Uitspraak
uitspraak van de enkelvoudige kamer in de zaak tussen
[naam], V-nummer: [nummer], eiser
voorheen de staatssecretaris van Justitie en Veiligheid,) de minister,
Rechtbank Den Haag
In deze uitspraak beoordeelt de rechtbank het beroep van eiser tegen het besluit van 22 maart 2024, waarbij de minister eisers aanvraag om een verblijfsvergunning asiel voor bepaalde tijd heeft ingewilligd. Het beroep richt zich tegen de ingangsdatum van de verblijfsvergunning. De minister heeft op verzoek van de rechtbank op het beroep gereageerd met een verweerschrift. Eiser heeft een schriftelijke reactie ingediend op het verweerschrift. Partijen hebben de rechtbank toestemming gegeven om zonder zitting uitspraak te doen op het beroep. De rechtbank heeft vervolgens het onderzoek gesloten en doet uitspraak zonder zitting.
De rechtbank beoordeelt of de minister de ingangsdatum van eisers verblijfsvergunning juist heeft vastgesteld aan de hand van de beroepsgronden van eiser. De rechtbank verklaart het beroep gegrond. De minister heeft de asielaanvraag van eiser ingewilligd en een verblijfsvergunning asiel verleend, geldig van 5 juli 2023 tot 5 juli 2024. Eiser is het niet eens met de ingangsdatum en voert aan dat deze moet zijn vastgesteld op 26 juni 2023, de datum waarop hij zich in het Aanmeldcentrum Ter Apel heeft gemeld. De rechtbank stelt vast dat de minister de ingangsdatum niet juist heeft vastgesteld en verklaart het beroep gegrond.

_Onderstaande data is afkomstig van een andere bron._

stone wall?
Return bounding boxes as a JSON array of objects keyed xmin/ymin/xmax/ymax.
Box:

De rechtbank vernietigt het bestreden besluit voor zover de ingangsdatum is vastgesteld op 5 juli 2023 en stelt deze vast op 26 juni 2023. De minister moet de proceskosten van eiser vergoeden, tot een bedrag van € 907,-. De rechtbank ziet geen aanleiding om een lagere wegingsfactor toe te passen, ondanks het verzoek van de minister. De uitspraak is openbaar gemaakt en partijen kunnen in hoger beroep gaan.